He explained how Christ and his Church were one and the same. Hence, he said, “on the road to Damascus, Christ himself asked Saul, the persecutor of the Church: ‘Why do you persecute me?’”

With these words, said the Pope, “the Lord expresses the common destiny that arises from his Church’s inner communion of life with himself.” He said that Jesus “continues to live in his Church in this world,” quoting from the Second Vatican Council which described the Church as the “universal sacrament of salvation.”

The Pope cautioned that when Catholics start to see the Church in solely human terms – open to change according to popular fashion or only as the sum of its sinful members -- then “belonging to this vine, the ‘Church,’ is no longer a source of joy.”

“Dissatisfaction and discontent begin to spread, when people’s superficial and mistaken notions of ‘Church,’ their ‘dream Church,’ fail to materialize!”

He described the modern era as one of “restlessness and lack of commitment, when so many people lose their way and their grounding,” and urged people to “cry out like the disciples on the road to Emmaus: ‘Lord, stay with us, for it is almost evening and darkness is all around us!’ then the risen Lord gives us a place of refuge, a place of light, hope and confidence, a place of rest and security.”
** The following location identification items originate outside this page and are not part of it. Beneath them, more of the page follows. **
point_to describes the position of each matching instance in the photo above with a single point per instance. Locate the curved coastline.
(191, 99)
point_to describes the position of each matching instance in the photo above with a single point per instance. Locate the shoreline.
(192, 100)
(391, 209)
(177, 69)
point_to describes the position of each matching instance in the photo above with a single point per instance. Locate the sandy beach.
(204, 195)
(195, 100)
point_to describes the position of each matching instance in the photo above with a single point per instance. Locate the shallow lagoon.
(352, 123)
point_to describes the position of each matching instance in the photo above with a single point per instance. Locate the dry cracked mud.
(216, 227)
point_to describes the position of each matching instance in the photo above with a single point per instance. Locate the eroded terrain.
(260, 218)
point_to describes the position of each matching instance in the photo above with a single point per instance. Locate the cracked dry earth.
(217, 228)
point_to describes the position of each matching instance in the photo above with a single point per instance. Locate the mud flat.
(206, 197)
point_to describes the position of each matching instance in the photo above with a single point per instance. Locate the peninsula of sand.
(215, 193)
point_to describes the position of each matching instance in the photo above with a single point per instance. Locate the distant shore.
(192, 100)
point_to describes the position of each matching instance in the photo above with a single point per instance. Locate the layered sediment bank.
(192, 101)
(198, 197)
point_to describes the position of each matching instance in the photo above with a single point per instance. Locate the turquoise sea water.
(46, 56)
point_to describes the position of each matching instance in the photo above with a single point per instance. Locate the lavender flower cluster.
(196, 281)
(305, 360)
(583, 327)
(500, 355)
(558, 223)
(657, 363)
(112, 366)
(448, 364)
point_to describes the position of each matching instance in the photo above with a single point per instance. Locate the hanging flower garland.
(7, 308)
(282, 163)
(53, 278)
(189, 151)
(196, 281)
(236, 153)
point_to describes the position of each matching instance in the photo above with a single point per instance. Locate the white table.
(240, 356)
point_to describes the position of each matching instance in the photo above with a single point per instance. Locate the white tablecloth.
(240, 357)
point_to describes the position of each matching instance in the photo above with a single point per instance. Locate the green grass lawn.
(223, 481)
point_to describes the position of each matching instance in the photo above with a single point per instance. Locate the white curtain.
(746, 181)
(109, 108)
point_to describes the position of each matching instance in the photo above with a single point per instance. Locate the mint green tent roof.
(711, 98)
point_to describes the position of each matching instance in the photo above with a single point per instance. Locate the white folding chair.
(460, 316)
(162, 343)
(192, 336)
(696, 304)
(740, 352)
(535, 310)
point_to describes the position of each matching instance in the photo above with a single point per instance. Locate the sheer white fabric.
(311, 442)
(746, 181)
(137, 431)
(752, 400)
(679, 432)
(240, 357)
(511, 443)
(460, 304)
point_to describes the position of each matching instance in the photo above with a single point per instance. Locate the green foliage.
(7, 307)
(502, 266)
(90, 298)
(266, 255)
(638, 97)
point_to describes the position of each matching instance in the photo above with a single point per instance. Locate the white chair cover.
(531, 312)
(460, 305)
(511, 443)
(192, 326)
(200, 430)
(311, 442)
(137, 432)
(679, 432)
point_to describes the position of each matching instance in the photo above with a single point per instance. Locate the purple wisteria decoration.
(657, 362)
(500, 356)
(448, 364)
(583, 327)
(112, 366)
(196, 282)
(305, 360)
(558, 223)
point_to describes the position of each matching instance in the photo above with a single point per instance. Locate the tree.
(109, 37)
“Every one of us is faced with this choice,” concluded the Pope, urging people to choose the Church and Jesus Christ.

Among the dignitaries at today’s Mass was German Chancellor Angela Merkel. Upon arrival at the stadium, Pope Benedict traveled in the popemobile around the stadium race track stopping only to kiss several babies. Amid the Berlin drizzle, the crowd sang hymns and waved yellow scarves emblazoned with the motto of the visit - “Gott ist Zukunft” or “God is the future.”